Belgium might seem like an unlikely place for dynamic energy tariffs to take hold. It is a small, densely populated country with a historically centralised energy system built around nuclear power. But a combination of infrastructure investment, regulatory progress, and a shifting generation mix means Belgium is, in fact, one of the more fertile markets in Europe for the kind of real-time pricing that 10s Energy provides.
Smart Meter Rollout
The digital meter — Belgium's term for the smart meter — is the essential infrastructure that makes dynamic tariffs viable for retail customers. Without 15-minute interval consumption data, there is no way to bill customers accurately against hourly spot prices.

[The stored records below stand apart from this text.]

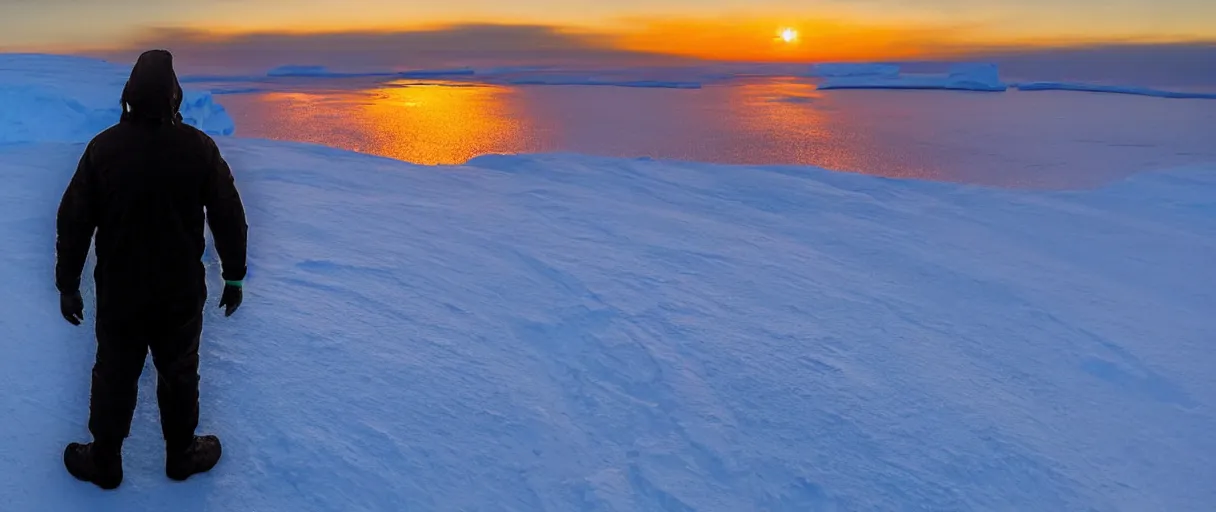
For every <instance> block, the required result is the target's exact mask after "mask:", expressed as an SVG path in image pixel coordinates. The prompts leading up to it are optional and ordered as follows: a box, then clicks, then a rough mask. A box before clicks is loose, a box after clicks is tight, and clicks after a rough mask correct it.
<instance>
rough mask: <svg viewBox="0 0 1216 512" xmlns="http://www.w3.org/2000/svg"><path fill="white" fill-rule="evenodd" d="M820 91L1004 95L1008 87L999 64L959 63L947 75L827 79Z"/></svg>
mask: <svg viewBox="0 0 1216 512" xmlns="http://www.w3.org/2000/svg"><path fill="white" fill-rule="evenodd" d="M820 89H823V90H832V89H940V90H962V91H985V92H1000V91H1004V90H1007V89H1008V86H1007V85H1006V84H1004V83H1002V81H1001V77H1000V72H998V69H997V66H996V64H987V63H956V64H952V66H951V67H950V72H948V73H946V74H918V73H900V74H896V75H838V77H832V78H827V79H824V80H823V81H822V83H821V84H820Z"/></svg>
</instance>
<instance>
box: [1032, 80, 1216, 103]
mask: <svg viewBox="0 0 1216 512" xmlns="http://www.w3.org/2000/svg"><path fill="white" fill-rule="evenodd" d="M1014 88H1017V89H1018V90H1021V91H1082V92H1109V94H1130V95H1137V96H1154V97H1169V99H1189V100H1216V92H1184V91H1167V90H1161V89H1153V88H1139V86H1130V85H1102V84H1080V83H1066V81H1024V83H1020V84H1014Z"/></svg>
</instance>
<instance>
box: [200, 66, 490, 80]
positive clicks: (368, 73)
mask: <svg viewBox="0 0 1216 512" xmlns="http://www.w3.org/2000/svg"><path fill="white" fill-rule="evenodd" d="M472 74H474V71H473V69H468V68H461V69H415V71H364V72H337V71H331V69H330V68H327V67H325V66H280V67H276V68H272V69H270V71H268V72H266V77H275V78H283V77H292V78H300V77H306V78H353V77H392V78H438V77H467V75H472ZM199 78H212V79H213V80H208V81H214V77H199ZM192 79H195V78H193V77H192Z"/></svg>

In Flanders, the digital meter rollout has been proceeding steadily, with new connections and meter replacements progressively increasing coverage. The Flemish Energy Regulator (VREG) has been supportive of tariff innovation that takes advantage of smart meter data, and the regulatory framework for dynamic tariffs has been developing accordingly. Wallonia and Brussels follow their own but broadly aligned trajectories.

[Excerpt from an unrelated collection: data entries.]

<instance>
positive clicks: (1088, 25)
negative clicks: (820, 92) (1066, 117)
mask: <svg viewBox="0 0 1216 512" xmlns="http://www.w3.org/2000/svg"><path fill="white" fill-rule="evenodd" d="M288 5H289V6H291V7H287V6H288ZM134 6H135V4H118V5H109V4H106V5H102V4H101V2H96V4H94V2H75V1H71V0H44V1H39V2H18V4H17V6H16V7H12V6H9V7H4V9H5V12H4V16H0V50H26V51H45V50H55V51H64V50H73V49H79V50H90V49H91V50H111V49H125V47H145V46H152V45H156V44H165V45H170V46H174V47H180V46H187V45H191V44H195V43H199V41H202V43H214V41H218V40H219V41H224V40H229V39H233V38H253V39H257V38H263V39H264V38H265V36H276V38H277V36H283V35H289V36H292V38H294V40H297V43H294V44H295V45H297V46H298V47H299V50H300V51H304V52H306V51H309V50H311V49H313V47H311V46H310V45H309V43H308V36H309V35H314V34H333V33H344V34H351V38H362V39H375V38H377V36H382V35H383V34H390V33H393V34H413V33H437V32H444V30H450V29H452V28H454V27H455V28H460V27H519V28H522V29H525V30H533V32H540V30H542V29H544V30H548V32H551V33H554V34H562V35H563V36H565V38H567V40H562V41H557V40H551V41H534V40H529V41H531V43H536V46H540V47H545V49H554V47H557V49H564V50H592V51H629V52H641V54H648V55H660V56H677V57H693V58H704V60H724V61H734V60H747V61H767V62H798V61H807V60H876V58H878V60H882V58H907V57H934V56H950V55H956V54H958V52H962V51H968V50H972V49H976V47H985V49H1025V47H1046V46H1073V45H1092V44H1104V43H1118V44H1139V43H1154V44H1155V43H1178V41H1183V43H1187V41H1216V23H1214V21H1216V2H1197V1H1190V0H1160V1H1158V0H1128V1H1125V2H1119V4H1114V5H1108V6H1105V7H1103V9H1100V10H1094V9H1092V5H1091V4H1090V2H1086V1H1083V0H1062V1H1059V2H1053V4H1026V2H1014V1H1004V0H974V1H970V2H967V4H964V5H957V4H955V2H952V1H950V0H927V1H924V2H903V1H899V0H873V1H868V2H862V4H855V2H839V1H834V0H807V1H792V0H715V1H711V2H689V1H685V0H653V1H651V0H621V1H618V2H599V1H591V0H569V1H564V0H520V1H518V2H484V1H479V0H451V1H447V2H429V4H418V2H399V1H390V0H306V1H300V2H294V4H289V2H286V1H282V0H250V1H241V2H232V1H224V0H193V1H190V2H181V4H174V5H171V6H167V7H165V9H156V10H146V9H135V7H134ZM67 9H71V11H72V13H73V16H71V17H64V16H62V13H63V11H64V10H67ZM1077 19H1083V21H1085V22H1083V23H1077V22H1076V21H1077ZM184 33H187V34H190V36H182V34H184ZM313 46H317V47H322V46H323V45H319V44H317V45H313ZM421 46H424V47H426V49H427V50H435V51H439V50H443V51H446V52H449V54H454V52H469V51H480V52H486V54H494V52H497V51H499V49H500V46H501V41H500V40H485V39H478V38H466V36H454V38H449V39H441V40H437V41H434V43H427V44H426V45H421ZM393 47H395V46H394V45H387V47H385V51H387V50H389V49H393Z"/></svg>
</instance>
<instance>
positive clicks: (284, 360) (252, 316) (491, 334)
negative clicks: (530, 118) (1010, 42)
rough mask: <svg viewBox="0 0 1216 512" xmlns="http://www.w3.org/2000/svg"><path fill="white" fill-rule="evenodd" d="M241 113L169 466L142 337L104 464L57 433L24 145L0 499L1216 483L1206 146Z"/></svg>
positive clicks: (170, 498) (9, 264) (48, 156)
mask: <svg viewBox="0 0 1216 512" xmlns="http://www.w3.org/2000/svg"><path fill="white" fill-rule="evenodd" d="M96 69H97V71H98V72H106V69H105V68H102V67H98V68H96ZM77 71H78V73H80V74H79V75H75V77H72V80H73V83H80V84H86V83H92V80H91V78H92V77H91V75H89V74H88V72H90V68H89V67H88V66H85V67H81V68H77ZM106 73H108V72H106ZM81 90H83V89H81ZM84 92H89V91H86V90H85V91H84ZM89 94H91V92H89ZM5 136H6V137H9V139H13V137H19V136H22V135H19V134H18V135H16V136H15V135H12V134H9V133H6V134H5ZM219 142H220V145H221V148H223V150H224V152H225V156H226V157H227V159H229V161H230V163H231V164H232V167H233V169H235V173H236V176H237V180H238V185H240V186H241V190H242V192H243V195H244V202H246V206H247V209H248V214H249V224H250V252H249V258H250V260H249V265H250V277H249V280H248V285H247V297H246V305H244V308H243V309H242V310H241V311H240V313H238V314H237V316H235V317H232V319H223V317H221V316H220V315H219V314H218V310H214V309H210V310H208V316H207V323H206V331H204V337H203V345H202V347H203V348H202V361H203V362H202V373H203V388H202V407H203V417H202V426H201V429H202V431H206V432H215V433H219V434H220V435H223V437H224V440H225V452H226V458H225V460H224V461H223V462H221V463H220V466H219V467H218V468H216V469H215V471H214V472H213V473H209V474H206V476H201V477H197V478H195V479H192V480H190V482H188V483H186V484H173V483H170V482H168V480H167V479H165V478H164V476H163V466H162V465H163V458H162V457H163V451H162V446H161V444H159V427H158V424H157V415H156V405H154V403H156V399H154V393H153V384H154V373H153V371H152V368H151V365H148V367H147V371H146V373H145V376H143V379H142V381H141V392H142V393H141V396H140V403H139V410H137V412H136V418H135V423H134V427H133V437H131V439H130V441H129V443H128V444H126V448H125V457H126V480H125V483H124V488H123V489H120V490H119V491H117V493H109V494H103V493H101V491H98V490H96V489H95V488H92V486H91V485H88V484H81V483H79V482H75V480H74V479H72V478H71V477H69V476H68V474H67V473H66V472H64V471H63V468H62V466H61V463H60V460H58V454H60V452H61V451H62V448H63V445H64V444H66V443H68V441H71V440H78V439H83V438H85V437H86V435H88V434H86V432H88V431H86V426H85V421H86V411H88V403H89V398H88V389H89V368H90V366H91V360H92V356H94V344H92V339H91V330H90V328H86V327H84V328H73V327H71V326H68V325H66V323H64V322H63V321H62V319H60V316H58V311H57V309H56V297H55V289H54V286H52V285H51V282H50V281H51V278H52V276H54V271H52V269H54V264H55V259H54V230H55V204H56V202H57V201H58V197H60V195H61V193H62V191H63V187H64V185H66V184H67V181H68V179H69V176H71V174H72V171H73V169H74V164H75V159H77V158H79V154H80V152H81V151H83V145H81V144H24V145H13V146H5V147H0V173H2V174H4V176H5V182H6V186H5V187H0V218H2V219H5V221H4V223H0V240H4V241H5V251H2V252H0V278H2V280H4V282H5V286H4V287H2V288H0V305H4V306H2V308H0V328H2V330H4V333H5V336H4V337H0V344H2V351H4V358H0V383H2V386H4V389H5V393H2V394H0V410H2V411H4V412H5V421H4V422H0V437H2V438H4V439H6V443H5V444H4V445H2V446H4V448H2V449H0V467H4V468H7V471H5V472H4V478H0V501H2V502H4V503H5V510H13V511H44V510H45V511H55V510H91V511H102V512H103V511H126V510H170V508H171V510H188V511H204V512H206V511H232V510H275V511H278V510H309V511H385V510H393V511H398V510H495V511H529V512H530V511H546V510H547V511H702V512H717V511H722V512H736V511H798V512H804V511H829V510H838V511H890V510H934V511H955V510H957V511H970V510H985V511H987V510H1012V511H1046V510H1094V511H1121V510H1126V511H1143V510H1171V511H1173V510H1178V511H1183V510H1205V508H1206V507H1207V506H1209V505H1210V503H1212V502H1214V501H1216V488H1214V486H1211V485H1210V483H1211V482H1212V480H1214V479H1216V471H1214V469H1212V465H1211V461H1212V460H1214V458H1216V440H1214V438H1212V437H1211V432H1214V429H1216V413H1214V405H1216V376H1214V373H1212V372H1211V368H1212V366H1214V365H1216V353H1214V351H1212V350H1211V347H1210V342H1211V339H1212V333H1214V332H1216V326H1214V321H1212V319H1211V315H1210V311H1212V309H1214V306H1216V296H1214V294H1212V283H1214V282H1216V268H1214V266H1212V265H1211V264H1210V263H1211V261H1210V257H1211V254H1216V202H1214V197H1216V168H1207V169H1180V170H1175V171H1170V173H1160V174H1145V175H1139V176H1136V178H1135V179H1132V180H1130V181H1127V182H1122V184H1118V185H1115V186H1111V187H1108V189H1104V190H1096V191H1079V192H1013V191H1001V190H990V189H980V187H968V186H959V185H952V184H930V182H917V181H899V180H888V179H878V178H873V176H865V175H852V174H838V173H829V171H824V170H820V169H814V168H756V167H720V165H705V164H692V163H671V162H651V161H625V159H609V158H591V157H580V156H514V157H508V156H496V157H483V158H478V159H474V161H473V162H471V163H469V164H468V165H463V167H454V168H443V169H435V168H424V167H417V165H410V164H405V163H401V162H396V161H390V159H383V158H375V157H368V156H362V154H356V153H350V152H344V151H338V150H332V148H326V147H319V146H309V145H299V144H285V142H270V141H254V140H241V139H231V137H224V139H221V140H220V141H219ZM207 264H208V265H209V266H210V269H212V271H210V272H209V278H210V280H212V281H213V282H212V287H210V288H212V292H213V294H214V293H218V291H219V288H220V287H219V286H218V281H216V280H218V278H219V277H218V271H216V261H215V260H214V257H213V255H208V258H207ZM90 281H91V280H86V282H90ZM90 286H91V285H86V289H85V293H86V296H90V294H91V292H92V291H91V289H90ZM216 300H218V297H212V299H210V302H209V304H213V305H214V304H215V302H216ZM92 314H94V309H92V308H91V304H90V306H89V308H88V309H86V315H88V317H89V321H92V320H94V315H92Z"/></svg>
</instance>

An Evolving Generation Mix
Belgium's generation mix is changing in ways that increase price volatility — and therefore the opportunity for dynamic tariff customers to benefit. The planned phaseout and subsequent partial extension of nuclear capacity has introduced more uncertainty into the supply stack. Growth in solar (Belgium has one of the highest solar penetration rates per capita in Europe) and increasing wind capacity in the North Sea create regular periods of very low or negative prices.
This volatility is exactly what a dynamic tariff customer wants. It creates the spread between cheap and expensive periods that makes load shifting financially worthwhile.
Interconnection and the European Market
Belgium's grid is well interconnected with France, the Netherlands, Germany, Luxembourg, and the UK (via the Nemo Link interconnector). This means Belgian prices are strongly influenced by — and in some ways stabilised by — conditions across a much larger market. Strong wind in the North Sea benefits Belgian prices. High French nuclear output spills into Belgian spot prices.
Interconnection generally reduces extreme price spikes, which is positive for customers on dynamic tariffs from a risk perspective, while still maintaining the meaningful daily price variation that makes demand flexibility valuable.
Regulatory Direction of Travel
The EU's Electricity Market Reform, progressing through European institutions, explicitly encourages dynamic tariff offerings and demand-side flexibility. Belgium's regulators — CREG at federal level, and VREG/CWaPE/Brugel at regional level — are broadly aligned with this direction. The regulatory environment for dynamic tariffs is not perfect, but it is improving, and the policy direction is clear.
For customers considering dynamic energy: the infrastructure is increasingly in place, the regulatory framework is developing supportively, and the market conditions are increasingly favourable. The timing is good.